Easton Art Museum Learns Art of Moving Light

The multi-purpose room at the Academy Art Museum in Easton, MD, is used for events such as lectures, musical presentations, children’s performances, and banquets, and is rented out for small weddings, anniversary, and office parties. In the past, other spaces in the Museum used track lights for general and accent lighting, but Board members wanted more theatrical effect lighting for the Museum’s changing, multipurpose functions. They did not, however, want to increase maintenance burdens with the refocusing of conventional spotlights.

After a visit to a demo at the Kennedy Center, museum director Chris Brownawell and the Museum’s Board members were convinced that automated lighting was the way to go. They installed four ETC Source Four Revolution® automated luminaires instead of the standard theatrical pipe grid. Due to the size of the room and the classic feel of the building, aesthetics were a priority. A cluttered pipe grid with multiple fixtures and extension cables would have been unacceptable. Instead, white Revolutions were mounted directly to the ceiling. "The fixtures just disappeared into the room. People don’t even notice them," says Paul Makosky, a programmer at the museum.

With their new Revolutions, Museum facilities technicians can set up a variety of preset lighting looks for different events and change these presets without having to climb a ladder to do the same. The multipurpose room can be configured in several ways depending on the event, and the Revolutions allow for fast and accurate formatting. Features such as color and diffusion can be added, which would have been difficult to implement for traditional lighting without prior planning. Control of the Revolutions is performed by a ETC Unison® LCD station that has been configured to allow any person with little or no training to select a preprogrammed look. "This is so much more convenient than climbing a ladder or pushing fixtures with a long stick to change looks," says Janet Hendricks, education coordinator. All of the Revolutions’ functions are also available under a passcode on the same LCD that allows the facility to alter the publicly available presets.

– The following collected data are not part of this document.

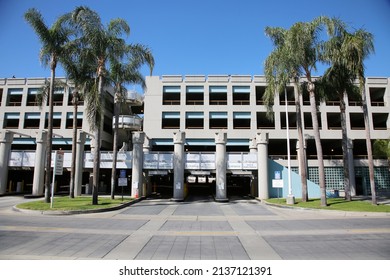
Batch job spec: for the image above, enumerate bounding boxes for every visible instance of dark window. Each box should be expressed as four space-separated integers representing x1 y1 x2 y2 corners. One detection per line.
209 112 228 129
163 86 181 105
185 112 204 129
257 112 275 128
255 86 266 105
233 86 250 105
3 113 20 128
7 88 23 106
209 86 227 105
186 86 204 105
24 113 41 129
162 112 180 129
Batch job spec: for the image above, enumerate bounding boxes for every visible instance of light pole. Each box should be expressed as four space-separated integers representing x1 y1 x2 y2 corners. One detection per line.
285 87 295 204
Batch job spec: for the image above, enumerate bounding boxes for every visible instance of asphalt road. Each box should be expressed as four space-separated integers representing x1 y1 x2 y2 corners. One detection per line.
0 195 389 260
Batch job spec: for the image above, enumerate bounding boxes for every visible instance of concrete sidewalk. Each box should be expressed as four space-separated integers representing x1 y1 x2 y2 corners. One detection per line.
0 196 389 260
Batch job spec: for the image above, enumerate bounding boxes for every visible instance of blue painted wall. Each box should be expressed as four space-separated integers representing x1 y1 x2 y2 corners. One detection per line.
268 159 321 199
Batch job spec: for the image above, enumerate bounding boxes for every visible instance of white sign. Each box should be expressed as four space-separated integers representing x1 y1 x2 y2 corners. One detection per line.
185 162 200 169
51 150 64 208
272 179 283 188
54 150 64 175
198 176 207 183
148 170 168 175
118 178 127 187
158 153 173 169
143 153 159 169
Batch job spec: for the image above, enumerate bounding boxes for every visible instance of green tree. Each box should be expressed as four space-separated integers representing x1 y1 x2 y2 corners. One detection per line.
263 27 308 202
373 139 390 159
60 43 95 198
109 44 154 199
71 6 131 204
315 65 360 201
336 29 377 204
25 8 74 203
288 17 335 206
264 16 337 206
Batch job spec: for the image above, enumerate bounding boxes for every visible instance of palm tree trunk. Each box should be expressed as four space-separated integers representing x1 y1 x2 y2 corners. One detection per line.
340 95 351 201
308 82 327 206
92 74 104 205
294 82 308 202
69 90 78 198
111 92 120 199
361 84 377 204
44 59 56 203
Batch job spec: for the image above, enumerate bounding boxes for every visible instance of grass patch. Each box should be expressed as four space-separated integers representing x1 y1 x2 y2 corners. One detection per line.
266 198 390 212
17 196 134 211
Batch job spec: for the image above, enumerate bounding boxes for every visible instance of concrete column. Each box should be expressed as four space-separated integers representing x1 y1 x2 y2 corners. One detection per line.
74 131 86 196
296 139 308 176
131 131 144 198
0 131 13 194
249 137 257 153
215 132 228 202
249 137 258 197
143 136 151 154
348 139 356 196
172 131 185 201
32 131 47 196
142 137 152 196
256 132 269 200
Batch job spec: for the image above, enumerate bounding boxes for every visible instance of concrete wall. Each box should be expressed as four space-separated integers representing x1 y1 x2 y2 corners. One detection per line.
268 159 321 199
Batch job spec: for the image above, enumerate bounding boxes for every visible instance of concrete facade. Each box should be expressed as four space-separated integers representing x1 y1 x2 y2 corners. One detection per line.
142 75 390 198
0 75 389 199
0 77 116 195
143 75 390 142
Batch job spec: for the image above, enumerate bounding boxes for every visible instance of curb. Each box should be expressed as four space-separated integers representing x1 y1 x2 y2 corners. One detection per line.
262 200 390 217
13 197 143 216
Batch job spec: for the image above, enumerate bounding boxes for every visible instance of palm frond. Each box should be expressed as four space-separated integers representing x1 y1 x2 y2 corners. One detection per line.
35 79 68 108
107 18 130 37
24 8 50 46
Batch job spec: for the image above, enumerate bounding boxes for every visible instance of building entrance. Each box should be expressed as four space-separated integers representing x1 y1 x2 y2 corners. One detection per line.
227 174 252 197
186 173 215 197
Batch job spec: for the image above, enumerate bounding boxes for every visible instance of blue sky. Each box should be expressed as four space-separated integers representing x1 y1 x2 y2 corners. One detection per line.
0 0 389 81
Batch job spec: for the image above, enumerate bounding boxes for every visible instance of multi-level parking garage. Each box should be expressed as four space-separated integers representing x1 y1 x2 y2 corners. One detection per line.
142 75 390 199
0 75 389 200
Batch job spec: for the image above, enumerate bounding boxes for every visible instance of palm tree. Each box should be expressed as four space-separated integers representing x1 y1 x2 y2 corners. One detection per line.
24 9 74 203
60 44 95 198
285 17 331 206
264 23 318 203
264 31 308 201
71 6 130 204
320 18 376 204
338 29 377 204
109 44 154 199
315 65 360 201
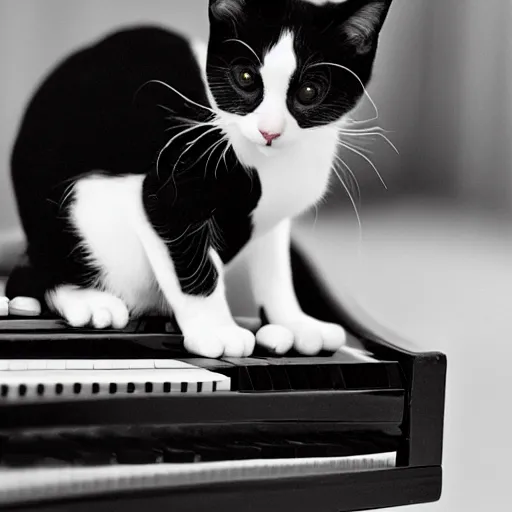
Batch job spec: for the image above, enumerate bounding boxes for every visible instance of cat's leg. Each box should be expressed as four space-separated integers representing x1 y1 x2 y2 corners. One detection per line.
247 219 346 355
135 217 255 359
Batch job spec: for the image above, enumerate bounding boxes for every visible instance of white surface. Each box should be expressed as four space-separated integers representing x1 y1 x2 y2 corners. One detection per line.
294 201 512 511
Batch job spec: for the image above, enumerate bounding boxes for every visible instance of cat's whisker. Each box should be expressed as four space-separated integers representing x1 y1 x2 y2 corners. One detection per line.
157 104 176 116
138 79 216 115
58 180 80 213
156 123 213 177
214 141 232 179
309 62 379 124
165 122 198 133
337 139 388 190
338 124 387 133
199 137 229 178
172 126 223 174
340 131 400 155
333 154 361 200
204 137 228 171
331 164 362 244
338 137 373 157
224 39 262 66
157 104 217 129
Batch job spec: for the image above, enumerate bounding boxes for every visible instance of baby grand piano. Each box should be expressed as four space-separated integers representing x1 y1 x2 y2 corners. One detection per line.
0 244 447 512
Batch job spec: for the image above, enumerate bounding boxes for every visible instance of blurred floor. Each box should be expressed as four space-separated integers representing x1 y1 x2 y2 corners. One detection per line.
293 199 512 512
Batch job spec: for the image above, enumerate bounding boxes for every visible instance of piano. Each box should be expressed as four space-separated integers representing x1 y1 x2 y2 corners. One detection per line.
0 245 447 512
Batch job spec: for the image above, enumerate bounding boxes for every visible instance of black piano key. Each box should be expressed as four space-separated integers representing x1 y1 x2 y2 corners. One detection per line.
246 366 274 391
153 436 201 463
1 440 42 467
282 439 327 458
285 366 312 390
162 447 198 463
237 367 254 391
342 364 390 389
61 434 117 464
266 366 292 391
1 438 70 467
222 442 262 460
142 317 168 333
250 438 297 459
115 447 163 464
305 365 333 390
190 442 233 462
102 436 165 465
311 433 380 456
325 365 347 390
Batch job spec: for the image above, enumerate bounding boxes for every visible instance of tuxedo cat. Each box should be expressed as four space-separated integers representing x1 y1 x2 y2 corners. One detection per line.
8 0 393 358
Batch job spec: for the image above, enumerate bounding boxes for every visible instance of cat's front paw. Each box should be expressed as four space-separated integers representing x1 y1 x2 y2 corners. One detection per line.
46 286 130 330
256 316 346 356
183 324 255 359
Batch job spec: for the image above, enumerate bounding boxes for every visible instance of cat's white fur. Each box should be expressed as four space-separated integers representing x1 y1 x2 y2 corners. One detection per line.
49 30 346 357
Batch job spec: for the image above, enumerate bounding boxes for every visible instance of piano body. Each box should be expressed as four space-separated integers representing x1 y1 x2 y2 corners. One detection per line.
0 245 447 512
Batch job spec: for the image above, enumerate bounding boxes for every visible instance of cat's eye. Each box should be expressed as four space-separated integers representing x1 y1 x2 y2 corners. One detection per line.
239 70 254 87
296 83 320 106
233 66 258 92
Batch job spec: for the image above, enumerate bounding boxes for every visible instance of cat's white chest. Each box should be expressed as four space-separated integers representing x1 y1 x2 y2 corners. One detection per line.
251 129 338 235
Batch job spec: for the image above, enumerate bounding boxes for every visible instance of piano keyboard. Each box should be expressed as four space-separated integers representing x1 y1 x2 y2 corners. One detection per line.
0 359 231 402
0 343 384 403
0 453 396 507
0 427 398 507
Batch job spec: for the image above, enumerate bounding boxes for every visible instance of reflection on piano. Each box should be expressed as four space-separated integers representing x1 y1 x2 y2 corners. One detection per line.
0 245 447 512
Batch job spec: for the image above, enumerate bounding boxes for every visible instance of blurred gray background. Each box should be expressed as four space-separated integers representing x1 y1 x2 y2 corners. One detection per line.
0 1 511 510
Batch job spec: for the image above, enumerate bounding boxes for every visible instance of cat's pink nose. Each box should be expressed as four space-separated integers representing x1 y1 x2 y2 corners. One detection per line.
259 131 281 144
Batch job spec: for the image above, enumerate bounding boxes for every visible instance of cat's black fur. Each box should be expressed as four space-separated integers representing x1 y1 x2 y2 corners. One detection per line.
7 0 392 305
10 25 261 300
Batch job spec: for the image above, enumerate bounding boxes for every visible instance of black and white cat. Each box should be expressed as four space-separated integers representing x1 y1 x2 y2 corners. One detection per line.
8 0 393 358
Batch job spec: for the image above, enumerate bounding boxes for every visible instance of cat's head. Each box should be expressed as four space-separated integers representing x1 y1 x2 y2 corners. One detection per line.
206 0 393 152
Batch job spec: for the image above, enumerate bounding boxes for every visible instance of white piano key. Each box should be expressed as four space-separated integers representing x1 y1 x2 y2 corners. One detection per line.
171 381 183 393
111 360 130 369
8 296 42 317
0 359 204 372
8 361 28 371
0 361 9 371
201 381 214 393
187 382 198 393
0 369 231 388
93 361 113 370
45 360 66 370
27 361 47 371
65 360 94 370
154 360 201 370
128 360 155 369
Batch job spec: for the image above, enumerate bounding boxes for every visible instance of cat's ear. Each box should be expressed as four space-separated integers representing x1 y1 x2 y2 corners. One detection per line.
209 0 246 22
340 0 393 54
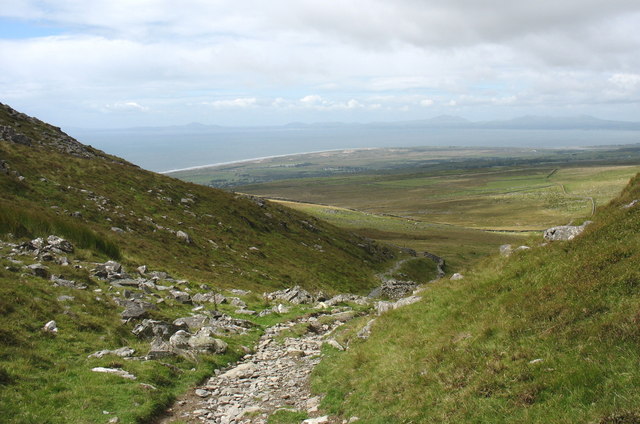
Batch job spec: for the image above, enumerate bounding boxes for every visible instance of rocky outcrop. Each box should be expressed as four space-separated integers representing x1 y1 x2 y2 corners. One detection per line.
265 286 315 304
543 221 592 241
368 279 417 299
1 102 127 162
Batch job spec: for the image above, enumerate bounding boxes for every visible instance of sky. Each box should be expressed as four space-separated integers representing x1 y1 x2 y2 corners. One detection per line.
1 0 639 129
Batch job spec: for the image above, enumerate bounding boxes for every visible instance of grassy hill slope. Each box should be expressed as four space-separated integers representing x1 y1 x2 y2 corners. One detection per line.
0 102 394 293
0 103 395 423
313 174 640 423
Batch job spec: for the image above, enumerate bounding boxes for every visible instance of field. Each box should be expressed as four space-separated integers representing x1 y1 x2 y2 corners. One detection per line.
167 145 640 188
234 162 640 271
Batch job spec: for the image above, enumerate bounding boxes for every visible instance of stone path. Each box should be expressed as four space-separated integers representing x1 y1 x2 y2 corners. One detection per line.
157 311 351 424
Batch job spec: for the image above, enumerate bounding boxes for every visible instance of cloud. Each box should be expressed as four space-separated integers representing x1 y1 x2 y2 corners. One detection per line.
1 1 639 126
103 101 148 112
204 97 258 109
609 73 640 90
420 99 434 107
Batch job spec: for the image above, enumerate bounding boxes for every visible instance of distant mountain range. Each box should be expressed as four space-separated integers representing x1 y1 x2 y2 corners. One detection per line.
72 115 640 133
68 115 640 172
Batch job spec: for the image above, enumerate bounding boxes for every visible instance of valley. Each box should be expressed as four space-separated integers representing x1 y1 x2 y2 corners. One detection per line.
2 103 640 424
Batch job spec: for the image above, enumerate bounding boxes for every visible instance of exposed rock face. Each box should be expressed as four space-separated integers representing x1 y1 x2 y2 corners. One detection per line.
94 260 128 280
0 125 32 146
543 221 592 241
265 286 316 304
1 102 128 162
46 235 74 253
132 319 184 340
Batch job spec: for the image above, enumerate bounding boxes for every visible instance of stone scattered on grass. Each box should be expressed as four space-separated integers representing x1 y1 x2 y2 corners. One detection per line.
43 320 57 333
91 367 136 380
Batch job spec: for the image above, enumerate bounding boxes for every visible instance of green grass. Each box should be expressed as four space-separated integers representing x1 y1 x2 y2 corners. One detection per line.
0 201 121 259
389 257 439 283
0 106 395 294
267 409 309 423
311 173 640 423
0 103 398 423
239 164 640 230
271 200 527 272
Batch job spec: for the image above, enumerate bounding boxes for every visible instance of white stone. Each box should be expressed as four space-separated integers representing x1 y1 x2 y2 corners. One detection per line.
303 416 329 424
91 367 136 380
43 320 58 333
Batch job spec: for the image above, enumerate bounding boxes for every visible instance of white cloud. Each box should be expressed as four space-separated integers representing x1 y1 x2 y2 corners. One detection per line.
204 98 258 109
0 1 639 126
420 99 434 107
609 73 640 90
103 101 148 112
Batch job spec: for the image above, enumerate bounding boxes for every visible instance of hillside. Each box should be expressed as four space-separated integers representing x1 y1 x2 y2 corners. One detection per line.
312 174 640 423
0 103 395 423
0 102 394 293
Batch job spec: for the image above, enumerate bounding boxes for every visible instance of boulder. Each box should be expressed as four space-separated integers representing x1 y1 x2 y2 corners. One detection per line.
169 330 192 350
88 347 135 359
375 301 394 315
27 263 49 279
265 285 315 304
394 295 421 308
120 301 156 320
369 279 417 299
132 319 183 340
543 221 592 241
169 290 192 304
302 416 329 424
43 320 58 333
46 235 74 253
450 273 464 280
176 230 192 244
324 293 369 307
91 367 136 380
188 327 228 354
147 338 173 359
192 292 227 305
499 244 513 256
51 275 87 289
110 278 141 287
229 297 247 308
94 261 127 280
173 314 211 332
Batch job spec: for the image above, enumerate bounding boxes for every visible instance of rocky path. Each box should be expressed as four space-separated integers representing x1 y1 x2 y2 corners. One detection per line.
157 311 352 424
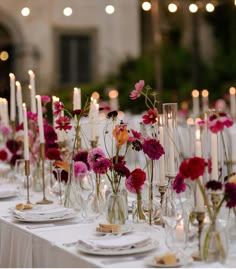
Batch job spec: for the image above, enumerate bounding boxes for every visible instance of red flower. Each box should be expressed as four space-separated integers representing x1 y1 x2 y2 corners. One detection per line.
73 151 90 170
188 157 205 180
0 148 8 161
15 123 23 131
125 168 146 193
142 108 158 124
53 101 64 117
113 163 130 178
6 139 19 154
208 112 233 133
205 180 222 191
128 129 142 142
142 138 164 160
27 111 37 121
173 173 186 193
225 182 236 208
112 155 126 165
179 160 191 179
46 148 61 160
92 158 112 174
55 116 72 131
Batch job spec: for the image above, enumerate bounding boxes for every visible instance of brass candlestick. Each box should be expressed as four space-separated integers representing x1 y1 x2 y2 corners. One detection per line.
24 160 31 204
192 211 205 261
90 138 98 148
36 143 53 204
158 184 167 206
10 120 16 137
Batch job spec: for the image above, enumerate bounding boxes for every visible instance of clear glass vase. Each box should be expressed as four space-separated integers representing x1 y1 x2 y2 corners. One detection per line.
105 192 127 224
132 199 146 224
200 221 229 263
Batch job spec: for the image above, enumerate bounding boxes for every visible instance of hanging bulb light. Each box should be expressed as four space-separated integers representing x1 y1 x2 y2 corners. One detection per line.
168 3 178 13
206 3 215 12
189 3 198 13
142 1 152 11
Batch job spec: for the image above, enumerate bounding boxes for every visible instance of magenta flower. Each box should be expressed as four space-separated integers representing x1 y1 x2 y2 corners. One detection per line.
0 125 12 135
41 95 51 103
128 129 142 142
74 161 88 177
142 137 165 160
125 176 136 193
27 111 37 121
113 163 130 178
88 147 106 167
130 80 144 100
53 101 65 117
55 116 72 131
142 108 158 124
208 112 233 133
173 173 186 193
73 151 90 170
92 158 112 174
46 148 61 161
125 168 146 193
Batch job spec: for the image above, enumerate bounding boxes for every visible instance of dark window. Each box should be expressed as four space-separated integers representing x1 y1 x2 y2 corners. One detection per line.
59 34 92 84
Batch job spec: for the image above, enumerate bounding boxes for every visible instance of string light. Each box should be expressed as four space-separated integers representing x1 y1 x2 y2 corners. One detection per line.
142 1 151 11
21 7 30 16
189 3 198 13
105 5 115 14
63 7 72 16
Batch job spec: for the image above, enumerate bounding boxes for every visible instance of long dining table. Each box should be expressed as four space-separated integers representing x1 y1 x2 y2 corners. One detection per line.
0 187 235 268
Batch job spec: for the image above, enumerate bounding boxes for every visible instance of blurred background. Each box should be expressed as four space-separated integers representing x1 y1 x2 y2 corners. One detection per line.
0 0 235 113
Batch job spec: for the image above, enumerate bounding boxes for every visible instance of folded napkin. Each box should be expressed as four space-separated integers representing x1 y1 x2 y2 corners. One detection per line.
13 207 75 221
0 186 18 197
78 232 151 251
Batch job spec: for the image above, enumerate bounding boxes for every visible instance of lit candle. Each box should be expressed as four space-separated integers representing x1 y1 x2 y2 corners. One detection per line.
36 95 45 143
9 73 16 122
22 103 29 160
109 89 119 111
192 89 200 118
158 117 165 185
16 81 23 124
89 98 99 141
211 132 218 180
73 87 81 110
229 87 236 119
57 103 65 143
28 70 36 113
195 128 205 212
201 89 209 113
176 220 185 241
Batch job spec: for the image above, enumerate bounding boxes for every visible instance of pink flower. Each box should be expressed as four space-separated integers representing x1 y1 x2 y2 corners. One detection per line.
74 161 88 177
53 101 64 117
128 129 142 142
173 173 186 193
142 108 158 124
88 148 106 167
125 168 146 193
55 116 72 131
142 137 164 160
92 158 112 174
41 95 51 103
207 112 233 133
130 80 144 100
27 111 37 121
0 125 12 135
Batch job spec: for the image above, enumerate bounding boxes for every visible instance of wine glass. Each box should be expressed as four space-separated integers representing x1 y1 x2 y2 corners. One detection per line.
74 172 94 223
14 159 26 197
51 166 65 205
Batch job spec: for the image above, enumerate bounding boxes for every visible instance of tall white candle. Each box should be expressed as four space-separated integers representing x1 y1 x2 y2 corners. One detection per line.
192 89 200 118
229 87 236 119
22 103 29 160
195 128 205 212
16 81 23 124
201 89 209 113
3 98 9 125
73 87 81 110
210 132 218 180
168 118 175 176
89 98 99 141
159 125 165 185
52 96 59 128
57 104 65 142
36 95 45 143
28 70 36 113
9 73 16 122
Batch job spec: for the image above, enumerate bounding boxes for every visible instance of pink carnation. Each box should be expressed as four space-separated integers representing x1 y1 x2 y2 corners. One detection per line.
41 95 51 103
142 137 165 160
74 161 88 177
92 158 111 174
88 147 106 167
0 125 12 135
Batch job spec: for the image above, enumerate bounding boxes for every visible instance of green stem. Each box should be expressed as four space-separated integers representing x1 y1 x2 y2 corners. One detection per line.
149 160 154 225
136 190 146 221
220 131 232 176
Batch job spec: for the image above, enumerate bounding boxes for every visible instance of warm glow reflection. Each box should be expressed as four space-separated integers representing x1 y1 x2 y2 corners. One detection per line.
63 7 73 16
195 117 201 124
230 87 236 95
189 3 198 13
109 89 118 99
28 70 35 77
206 3 215 12
92 91 100 100
118 111 125 119
196 128 201 140
21 7 30 16
192 89 199 98
187 118 194 125
202 89 209 97
168 3 178 13
105 5 115 14
0 51 9 61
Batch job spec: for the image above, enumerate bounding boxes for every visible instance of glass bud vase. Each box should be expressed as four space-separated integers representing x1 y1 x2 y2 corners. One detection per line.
200 221 229 263
105 192 127 225
132 199 146 224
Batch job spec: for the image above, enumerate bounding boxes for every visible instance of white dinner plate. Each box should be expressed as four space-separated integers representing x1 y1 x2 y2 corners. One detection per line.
95 225 133 236
77 238 159 256
144 254 193 268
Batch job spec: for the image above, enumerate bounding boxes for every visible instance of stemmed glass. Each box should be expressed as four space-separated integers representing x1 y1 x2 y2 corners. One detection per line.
52 166 65 205
74 172 94 223
14 159 27 198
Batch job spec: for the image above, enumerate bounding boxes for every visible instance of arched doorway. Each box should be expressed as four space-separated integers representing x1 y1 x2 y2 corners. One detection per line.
0 24 14 99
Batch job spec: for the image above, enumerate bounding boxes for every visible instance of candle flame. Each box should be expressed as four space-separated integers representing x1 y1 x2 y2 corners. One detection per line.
109 89 118 99
196 128 201 140
28 70 34 76
22 103 26 109
202 89 209 97
16 81 21 87
187 118 194 125
92 91 100 100
192 89 199 98
9 73 15 79
229 87 236 95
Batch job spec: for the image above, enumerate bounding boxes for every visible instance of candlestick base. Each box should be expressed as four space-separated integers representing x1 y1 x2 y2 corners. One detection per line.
90 138 98 148
25 160 32 204
36 198 53 205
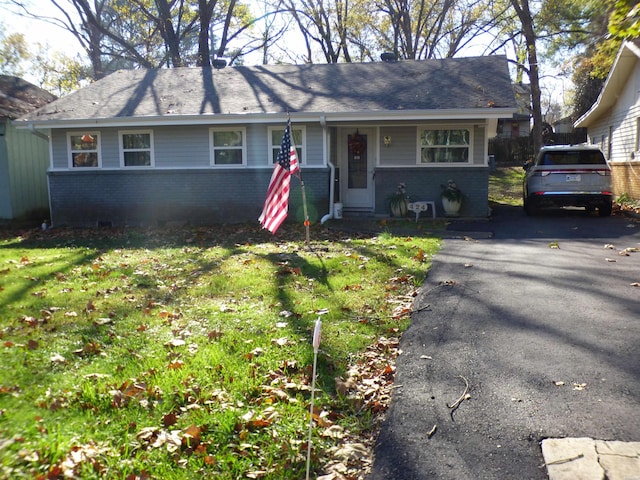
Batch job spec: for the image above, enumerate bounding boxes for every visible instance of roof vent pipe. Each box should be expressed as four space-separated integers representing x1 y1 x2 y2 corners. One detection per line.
212 58 227 69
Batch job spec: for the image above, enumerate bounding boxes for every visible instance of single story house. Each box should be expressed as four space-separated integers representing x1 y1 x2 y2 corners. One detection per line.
15 56 516 227
575 40 640 200
1 75 56 222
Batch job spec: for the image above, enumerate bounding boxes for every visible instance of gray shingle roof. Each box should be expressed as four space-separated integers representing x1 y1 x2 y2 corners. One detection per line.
0 75 56 119
20 55 515 123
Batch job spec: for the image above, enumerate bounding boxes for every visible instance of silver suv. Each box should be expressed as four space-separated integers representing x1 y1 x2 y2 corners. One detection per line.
523 145 613 216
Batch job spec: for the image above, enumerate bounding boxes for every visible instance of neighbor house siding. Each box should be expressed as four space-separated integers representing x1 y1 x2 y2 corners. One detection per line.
48 168 330 227
0 120 11 219
2 121 50 219
586 61 640 199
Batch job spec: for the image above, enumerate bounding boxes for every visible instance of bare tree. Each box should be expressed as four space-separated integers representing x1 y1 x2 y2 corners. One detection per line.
285 0 355 63
373 0 495 60
509 0 542 152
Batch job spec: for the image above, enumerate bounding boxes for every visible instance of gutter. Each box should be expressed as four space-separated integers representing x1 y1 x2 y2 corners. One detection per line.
14 108 518 130
319 115 335 224
27 123 50 141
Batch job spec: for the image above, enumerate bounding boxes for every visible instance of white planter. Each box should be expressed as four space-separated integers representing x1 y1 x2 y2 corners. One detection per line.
442 197 462 216
389 200 408 217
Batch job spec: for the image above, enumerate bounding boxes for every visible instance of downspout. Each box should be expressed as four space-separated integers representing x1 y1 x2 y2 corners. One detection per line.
27 123 54 228
320 115 336 224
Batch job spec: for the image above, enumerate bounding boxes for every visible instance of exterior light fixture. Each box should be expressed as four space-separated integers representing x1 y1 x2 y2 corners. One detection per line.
384 136 392 147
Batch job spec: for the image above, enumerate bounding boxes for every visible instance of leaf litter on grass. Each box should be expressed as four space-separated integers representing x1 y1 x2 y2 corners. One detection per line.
0 223 438 479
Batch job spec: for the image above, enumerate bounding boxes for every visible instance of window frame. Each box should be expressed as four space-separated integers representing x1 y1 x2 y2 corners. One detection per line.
209 127 247 167
68 131 101 169
119 129 155 168
267 125 306 165
417 126 473 165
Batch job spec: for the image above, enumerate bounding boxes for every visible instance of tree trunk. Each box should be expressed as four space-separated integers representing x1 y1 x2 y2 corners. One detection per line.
155 0 184 67
510 0 542 153
197 0 216 67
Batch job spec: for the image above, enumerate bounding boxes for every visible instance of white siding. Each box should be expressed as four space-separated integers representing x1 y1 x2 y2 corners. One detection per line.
588 62 640 162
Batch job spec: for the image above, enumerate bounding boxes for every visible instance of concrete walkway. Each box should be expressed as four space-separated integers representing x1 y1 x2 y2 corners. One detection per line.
541 438 640 480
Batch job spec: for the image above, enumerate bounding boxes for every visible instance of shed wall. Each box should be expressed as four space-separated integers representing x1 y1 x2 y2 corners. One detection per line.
1 121 50 220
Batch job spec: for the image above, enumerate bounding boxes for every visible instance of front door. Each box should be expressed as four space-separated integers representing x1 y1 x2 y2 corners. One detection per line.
340 127 375 209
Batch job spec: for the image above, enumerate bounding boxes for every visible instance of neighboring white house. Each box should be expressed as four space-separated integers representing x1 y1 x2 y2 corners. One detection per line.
575 40 640 200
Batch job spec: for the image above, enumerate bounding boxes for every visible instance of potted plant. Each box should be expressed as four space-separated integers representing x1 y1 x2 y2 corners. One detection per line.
440 180 464 216
388 182 409 217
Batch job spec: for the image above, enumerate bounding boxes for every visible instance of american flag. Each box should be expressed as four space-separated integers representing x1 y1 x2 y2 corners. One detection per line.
258 120 300 233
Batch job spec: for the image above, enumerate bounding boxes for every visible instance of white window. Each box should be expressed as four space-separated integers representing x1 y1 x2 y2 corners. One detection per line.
210 128 246 166
120 130 154 167
419 127 472 164
268 126 306 164
68 132 100 168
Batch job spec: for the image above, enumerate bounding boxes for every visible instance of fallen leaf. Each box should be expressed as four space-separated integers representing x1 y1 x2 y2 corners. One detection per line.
162 413 178 427
50 353 67 364
208 329 223 340
168 360 184 370
332 442 370 461
93 317 113 326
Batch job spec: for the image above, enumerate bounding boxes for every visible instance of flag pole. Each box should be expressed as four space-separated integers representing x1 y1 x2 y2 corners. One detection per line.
299 178 311 246
306 318 322 480
288 113 311 247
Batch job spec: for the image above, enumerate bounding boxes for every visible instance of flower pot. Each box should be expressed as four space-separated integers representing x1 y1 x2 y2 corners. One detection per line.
442 197 462 217
390 199 408 217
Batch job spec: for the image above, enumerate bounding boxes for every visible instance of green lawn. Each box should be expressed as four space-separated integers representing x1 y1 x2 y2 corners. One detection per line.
489 166 524 207
0 224 439 479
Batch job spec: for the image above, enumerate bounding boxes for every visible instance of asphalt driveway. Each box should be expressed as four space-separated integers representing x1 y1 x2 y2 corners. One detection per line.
368 206 640 479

Art museum environments are also particularly concerned with noise moderation. Since Easton’s multipurpose room is relatively small, any peripheral noise would disrupt performances and lectures. After the demonstration at the Kennedy Center, the Board members knew that Revolutions would be the right choice for their museum. The Revolutions run virtually silently, without the motor and fan noise that most automated fixtures produce.